Облизнув губы, Дональд воззрился на ближайший тротуар. Этот район был немноголюден, но не совершенно пуст. Как раз сейчас подходила старая афроамериканка. Высунувшись в щель, Дональд позвал:

– Леди! Вызовите полицию! Этот таксист – мошенник!

Старуха уставилась на него, перекрестилась и поспешила дальше.

Таксист кисло рассмеялся.

– Ты что, не знаешь, как тут обстоят дела, Салманасар? Забыли тебя на это запрограммировать?

У Дональда упало сердце. Он уже готов был признать свое поражение и предложить выйти, когда его внимание привлекло движение на углу улицы.

– А ты говорил, что полицейские здесь не ездят, – воскликнул он.

– Верно.

– А как насчет машины, которая к нам приближается?

Таксист тревожно вперился в экран телевизора.

Он что, думает, я блефую? Но это не блеф… это самая что ни на есть настоящая патрульная машина!

Бронированная, вооруженная слезоточивым газом и огнеметом патрульная машина осторожно подкрадывалась к неподвижному такси. Водитель включил сигнал сирены – «проезжайте».

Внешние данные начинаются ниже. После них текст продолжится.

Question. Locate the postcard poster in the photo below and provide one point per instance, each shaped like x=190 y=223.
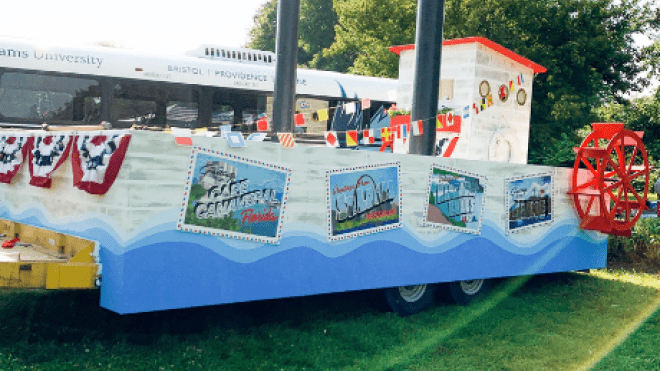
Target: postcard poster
x=363 y=200
x=529 y=201
x=231 y=196
x=455 y=200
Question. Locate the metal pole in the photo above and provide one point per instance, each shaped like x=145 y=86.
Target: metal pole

– Убери руку с колонки, – сказал таксист. – Давай по-хорошему. Чего тебе надо? У меня есть связи… мозголом, ягинол, терки, чего хочешь устрою.

– Нет, – сказал Дональд, на сей раз победно.

Теперь ему уже видны были силуэты полицейских в патрульной машине. А еще на тротуаре успели собраться с десяток прохожих. Парочка подростков-афрамов кричали полиции что-то неразборчивое и складывались пополам от хохота.

Дверца патрульной машины открылась, и Дональд расслабился. Осталась каких-то пара секунд.

Но едва легавый ступил на тротуар, словно из ниоткуда его накрыло градом мусора. Громко выругавшись, он вытащил тазер и выстрелил наугад в темноту детской площадки. Послышался крик. Прохожие бросились в укрытие. Водитель из машины Дональда вывалился на мостовую, и полицейский выстрелил еще раз – в него, – но промахнулся. Теперь с какой-то площадки пожарной лестницы наверху обрушился уже мусорный бак: сперва его содержимое, а затем сам контейнер, раздался скрежет, потом грохот. Высунувшись из окна, второй полицейский выстрелил приблизительно в сторону нападавших.

Запоздало сообразив, что дверь уже больше не давит ему на пальцы, Дональд выкарабкался из машины и закричал полиции: надо не тратить попусту патроны, а ловить психа. Полицейский, выглядывавший из-за приспущенного бокового стекла, распознал в нем только живую мишень и открыл огонь. От свиста болта, пролетевшего у него над ухом, Дональд судорожно сглотнул и поспешил перебраться на тротуар.

Высунувшаяся из-под низкого навеса рука схватила его за колено. Возможно, жест был дружеский, но откуда Дональду было это знать? Выхватив из кармана газовый пистолет, он пустил струю в лицо вцепившемуся в него человеку.

Крик. Девчоночий голос: «Не смей трогать моего бра…»

По обеим сторонам улицы распахнулись окна. Из зловещих теней детской площадки с воплями выбежали упивающиеся потасовкой дети и принялись швырять всем, что попадалось под руку: кусками битого асфальта, пустыми банками и пачками, обломками труб. Перед Дональдом возникло красивое темное лицо, искаженное яростью. Беспорядочные вспышки тазеров – это полиция палила без разбору. Кто-то цветисто выругался по-испански: «Да подхватит этот козолюб сифилис и трипак!»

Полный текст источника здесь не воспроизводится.